A simple multiresidue method for the determination of insecticides in honeybees was studied. The developed method was based on the matrix solid-phase dispersion technique. A total number of 12 insecticides (azinfos-methyl, buprofezin, chlorpyriphos, chlorpyriphos-methyl, diazinon, ethion, fenitrothion, fipronil, methidathion, phosalone, pirimicarb, propoxur) used on flowering fields are determined by this method. The method used florisil and silica as dispersing agents, alumina and silica as cleanup adsorbents and a low polarity solvent system to elute pesticide residues from the honeybee samples. The insecticides were quantified using capillary gas chromatography with a nitrogen-phosphorus detector. The method had shown good recovery (70-110%) for various levels of spiked samples (0.01-1.0 mg/kg). The relative standard deviations were in the range of 2-8% for all pesticides studied. The limits of detection were in the range of 0.005-0.05 mg/kg .

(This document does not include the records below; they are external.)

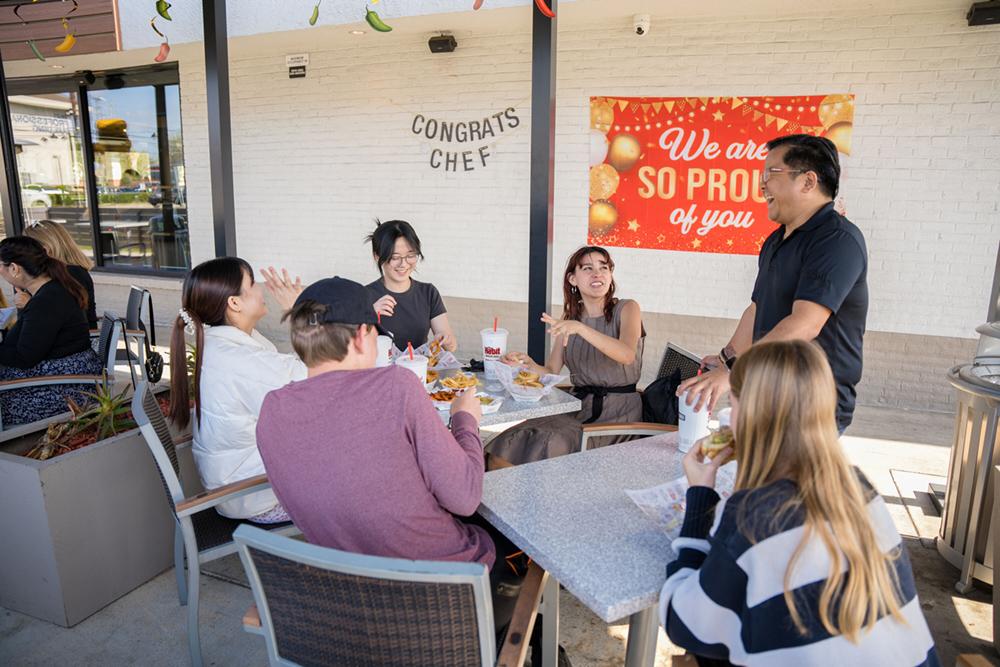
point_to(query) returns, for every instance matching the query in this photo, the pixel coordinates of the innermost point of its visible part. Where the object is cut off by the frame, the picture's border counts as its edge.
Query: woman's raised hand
(562, 328)
(282, 287)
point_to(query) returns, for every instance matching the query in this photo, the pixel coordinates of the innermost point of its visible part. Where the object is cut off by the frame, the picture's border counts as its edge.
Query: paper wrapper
(505, 375)
(665, 504)
(446, 360)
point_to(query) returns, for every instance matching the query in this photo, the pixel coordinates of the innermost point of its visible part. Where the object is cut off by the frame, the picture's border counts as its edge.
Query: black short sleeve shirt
(824, 261)
(415, 308)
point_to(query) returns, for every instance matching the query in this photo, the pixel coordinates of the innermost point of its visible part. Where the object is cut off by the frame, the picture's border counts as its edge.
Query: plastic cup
(384, 355)
(418, 364)
(692, 425)
(494, 347)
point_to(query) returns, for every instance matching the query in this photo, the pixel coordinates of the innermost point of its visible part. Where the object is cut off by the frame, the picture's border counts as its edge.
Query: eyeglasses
(397, 260)
(765, 175)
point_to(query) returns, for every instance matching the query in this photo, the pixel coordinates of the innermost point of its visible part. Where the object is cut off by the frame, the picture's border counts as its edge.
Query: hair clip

A simultaneous analytical method which was examined for carbofuran and its derivative pesticides in water was reported. Since carbofuran derivatives were hydrolyzed to carbofuran in water, the liquid-liquid extraction method was used to obtain an accurate concentration value. Moreover, since these compounds were easily decomposed at the GC/MS injection port, temperature programmable inlet on-column injection was used. By combining the two methods, a sensitive analytical method was established without hydrolysis and thermal decomposition. As a result of recovery experiments using distilled water, river water and tap water, acceptable recovery rates and favorable reproducibility were obtained .
Anticholinesterase pesticides are widely used, and as a result they are involved in numerous acute and even fatal poisonings. The aim of this study was the development, optimization, and validation of a simple, rapid, specific, and sensitive gas chromatography-mass spectrometry method for the determination of 11 anticholinesterase pesticides (aldicarb, azinphos methyl, carbofuran, chlorpyrifos, dialifos, diazinon, malathion, methamidophos, methidathion, methomyl, and terbufos) in blood. Only 500 μL of blood was used, and the recoveries after liquid-liquid extraction (toluene/chloroform, 4:1, v/v) were more than 65.6%. The calibration curves were linear (R(2) ≥ 0.996). Limit of detections and limit of quantifications were found to be between 1.00- 10.0 and 3.00-30.0 μg/L, respectively. Accuracy expressed as the %E(r) was found to be between -11.0 and 7.8%. Precision expressed as the percent relative standard deviation was found to be <9.4% .
Analysis of insecticide is important not just for an investigation in which a foul play is suspected it is equally essential for determining accidental deaths and suicides. Many noteworthy analytical techniques have been reported by the toxicologist based on the several chromatographic and spectroscopic methods. The techniques involve analysis of insecticide from urine and visceral materials for both qualitative as well as quantitative interest, which not only have high resolution values but also greater separation efficiency. Almost all the techniques are highly sensitive and require minimal sample requirement in addition of easy sample preparation. Gas Chromatography Mass Spectrometry and Gas Chromatography tandem Mass Spectrometry are the recent emerging trends in the simultaneous analysis. Besides all the techniques reported so far there is a need to develop other economical techniques with the better sensitivity and finest resolution in order to provide speedy determination of insecticides.